5 min read  | Cybersecurity

Our Take on the 2022 ACSC Annual Threat Report

One of the things a lot of cybersecurity professionals look forward to each year is the release of the Australian Cyber Security Centre (ACSC) Annual Threat report. Unlike other vendor sponsored, or produced reports, the ACSC report is an independent insight into the threats faced by Australian organisations, along with data into the types of threats and breaches reported to the ACSC. The 2022 version of the report has been released and provides interesting insight into the state of cybersecurity across Australia, covering June 2021 to July 2022.

Expectedly, the ACSC saw an increase in reporting of cybercrimes, up 13% to 76,000. This directly correlates with what the Triskele Labs team are seeing across both our Managed Detection and Response (MDR) clients, and the Digital Forensics and Incident Response (DFIR) team. Interestingly, this trend has changed in the months since July 2022, with a reduction in the number of incidents, but a considerable increase in the impact faced by organisations. We are seeing more and more instances of data exfiltration and double extortion where the network has suffered ransomware. 

One of the figures of most interest was that the ACSC themselves notified 148 entities of ransomware activity on their network. This means that either organisations were not aware of the intrusion, or were in very early stages and had not conducted eradication as yet. Where does this come from? We believe it could be from one of two locations. Either from an Internet Service Provider (ISP) or other threat intelligence partner monitoring for known Command and Control (C2) server communications by IP, or through Threat Intelligence sharing between other Five Eyes or AUKUS countries. 

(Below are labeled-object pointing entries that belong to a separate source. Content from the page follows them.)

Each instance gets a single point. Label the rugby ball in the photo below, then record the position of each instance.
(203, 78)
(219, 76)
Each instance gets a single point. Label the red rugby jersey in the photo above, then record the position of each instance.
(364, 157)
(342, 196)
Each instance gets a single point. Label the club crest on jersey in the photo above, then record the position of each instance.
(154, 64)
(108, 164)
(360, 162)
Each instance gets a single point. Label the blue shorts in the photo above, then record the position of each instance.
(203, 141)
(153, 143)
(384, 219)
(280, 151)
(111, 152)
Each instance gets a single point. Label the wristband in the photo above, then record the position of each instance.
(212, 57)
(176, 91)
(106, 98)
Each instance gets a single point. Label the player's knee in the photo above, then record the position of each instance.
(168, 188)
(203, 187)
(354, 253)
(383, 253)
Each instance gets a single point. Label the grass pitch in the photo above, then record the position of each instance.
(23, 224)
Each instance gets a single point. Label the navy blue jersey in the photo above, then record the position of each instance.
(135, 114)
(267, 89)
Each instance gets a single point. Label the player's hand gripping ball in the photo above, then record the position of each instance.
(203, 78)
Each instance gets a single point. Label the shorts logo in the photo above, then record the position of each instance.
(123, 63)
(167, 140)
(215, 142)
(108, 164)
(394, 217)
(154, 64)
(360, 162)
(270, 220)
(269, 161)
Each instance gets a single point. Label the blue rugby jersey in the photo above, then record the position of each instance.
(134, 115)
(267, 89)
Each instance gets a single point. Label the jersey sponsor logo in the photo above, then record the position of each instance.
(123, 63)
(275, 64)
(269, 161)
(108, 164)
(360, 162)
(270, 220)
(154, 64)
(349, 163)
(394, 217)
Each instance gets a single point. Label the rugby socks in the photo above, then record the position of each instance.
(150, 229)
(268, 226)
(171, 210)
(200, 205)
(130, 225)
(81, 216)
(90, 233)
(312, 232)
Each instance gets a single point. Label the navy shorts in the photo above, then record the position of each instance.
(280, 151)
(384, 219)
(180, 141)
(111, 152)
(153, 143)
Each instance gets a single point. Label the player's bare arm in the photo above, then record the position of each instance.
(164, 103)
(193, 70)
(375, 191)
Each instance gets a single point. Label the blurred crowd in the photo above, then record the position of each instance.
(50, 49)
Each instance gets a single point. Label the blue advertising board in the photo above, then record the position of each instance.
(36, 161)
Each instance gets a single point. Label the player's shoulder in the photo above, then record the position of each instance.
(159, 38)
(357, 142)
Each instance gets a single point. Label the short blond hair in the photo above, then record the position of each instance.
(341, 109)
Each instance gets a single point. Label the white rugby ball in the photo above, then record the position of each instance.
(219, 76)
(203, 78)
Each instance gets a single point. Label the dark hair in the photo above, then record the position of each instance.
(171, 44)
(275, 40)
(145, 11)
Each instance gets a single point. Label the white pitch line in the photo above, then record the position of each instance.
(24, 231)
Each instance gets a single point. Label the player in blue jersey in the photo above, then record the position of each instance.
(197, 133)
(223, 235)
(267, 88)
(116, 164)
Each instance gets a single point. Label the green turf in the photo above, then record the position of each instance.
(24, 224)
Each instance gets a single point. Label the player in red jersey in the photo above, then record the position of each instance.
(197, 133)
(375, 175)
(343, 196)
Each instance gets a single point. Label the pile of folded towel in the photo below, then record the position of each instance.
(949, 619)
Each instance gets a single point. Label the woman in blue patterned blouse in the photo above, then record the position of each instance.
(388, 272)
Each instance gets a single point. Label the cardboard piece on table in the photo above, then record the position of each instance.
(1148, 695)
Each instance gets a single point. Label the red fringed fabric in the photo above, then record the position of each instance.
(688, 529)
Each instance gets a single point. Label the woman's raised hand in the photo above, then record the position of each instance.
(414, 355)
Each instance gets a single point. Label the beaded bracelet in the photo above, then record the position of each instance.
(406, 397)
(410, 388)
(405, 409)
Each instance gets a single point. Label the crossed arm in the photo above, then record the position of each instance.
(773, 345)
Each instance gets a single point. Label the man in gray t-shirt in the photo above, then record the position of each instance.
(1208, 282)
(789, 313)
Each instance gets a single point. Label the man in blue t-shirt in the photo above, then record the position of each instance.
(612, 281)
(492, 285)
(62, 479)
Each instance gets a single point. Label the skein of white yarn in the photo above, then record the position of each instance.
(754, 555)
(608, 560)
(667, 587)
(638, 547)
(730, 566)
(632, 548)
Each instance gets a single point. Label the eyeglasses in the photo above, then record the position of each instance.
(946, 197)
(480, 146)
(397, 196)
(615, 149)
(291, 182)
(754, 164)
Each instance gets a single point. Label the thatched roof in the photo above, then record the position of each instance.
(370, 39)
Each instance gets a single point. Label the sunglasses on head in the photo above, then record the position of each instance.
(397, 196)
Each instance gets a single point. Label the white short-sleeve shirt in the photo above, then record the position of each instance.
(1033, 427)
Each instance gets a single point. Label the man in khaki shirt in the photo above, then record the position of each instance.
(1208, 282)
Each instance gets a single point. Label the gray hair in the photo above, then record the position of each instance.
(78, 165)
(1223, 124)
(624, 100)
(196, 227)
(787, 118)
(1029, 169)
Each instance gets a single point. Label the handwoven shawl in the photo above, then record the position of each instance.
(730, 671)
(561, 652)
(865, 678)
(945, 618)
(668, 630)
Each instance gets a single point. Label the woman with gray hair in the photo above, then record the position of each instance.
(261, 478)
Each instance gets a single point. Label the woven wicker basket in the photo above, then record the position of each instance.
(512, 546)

Finally, another surprise was the discovery of 150,000 to 200,000 Small Office/Home Office routers in Australian homes and small businesses vulnerable to compromise. These devices are being actively exploited, including by state actors. It is assumed this is primarily Draytek routers however, the DFIR team have seen unpatched Enterprise grade firewalls also being targeted during attacks. This proves that it is imperative for organisations to have a documented Vulnerability Management procedure, and importantly a Vulnerability Management Solution such as Tenable.io from Nessus, InsightVM from Rapid7 or Qualys Vulnerability Management. Importantly, issues that are identified need to be patched on an ongoing basis.

Overall, it was of no surprise on the following stats within the report:

  • An increase in financial losses due to BEC to over $98 million
    an average loss of $64,000 per report.
  • A rise in the average cost per cybercrime report to over $39,000 for small business, $88,000 for medium business, and over $62,000 for large business
    an average increase of 14 per cent.
  • A 25 per cent increase in the number of publicly reported software vulnerabilities
    (Common Vulnerabilities and Exposures – CVEs) worldwide.
  • A cybercrime report every 7 minutes on average
    compared to every 8 minutes last financial year.

Our key takeaways from the ACSC report include:

  • There are many more breaches happening on a daily basis than the ones you see in the news. While there have been around 7 big breaches reported, the ACSC themselves responded to 135 ransomware attacks. For the ACSC to be involved, these need to be large scale attacks as private industry handled most ransomware attacks. Triskele Labs ourselves have responded to over 30 cyber incidents this calendar year, including ransomware and BEC and the ACSC have not been involved. 
  • Most of the successful breaches are from opportunistic attacks, rather than sophisticated ones. Most Threat Actors will scan externally facing infrastructure using tools such as https://shodan.io for known vulnerabilities they have exploits for, rather than targeting a hardened organisation. These Nation State attacks certainly occur, but make up a small percentage of breaches.
  • You cannot rely on inbuilt mail protection within Office365 and need to invest in a secure mail gateway, whether this be Microsoft Defender for Email (part of E5 licensing), Proofpoint, Mimecast or similar technologies. Most of the BEC Triskele Labs have seen (and some ransomware) has come from successful phishing attacks. 
  • Antivirus solutions are not up to scratch and will not provide protection against ransomware. You must be running an Endpoint Detection and Response (EDR) solution such as SentinelOne, Microsoft Defender for Endpoint or Crowdstrike to name a few. They are more cost effective than you think. Alternatively, check if your antivirus solution has an EDR component. For instance, Sophos has an add-on specifically for EDR.

If you would like to check out the report for yourself, this can be found here. As a community, we thoroughly appreciate the work done by the ACSC in protecting Australian organisations. The publication of this report provides vital insights that are not normally shared at such scale, and Triskele Labs greatly appreciates the effort that goes into producing this report on an annual basis.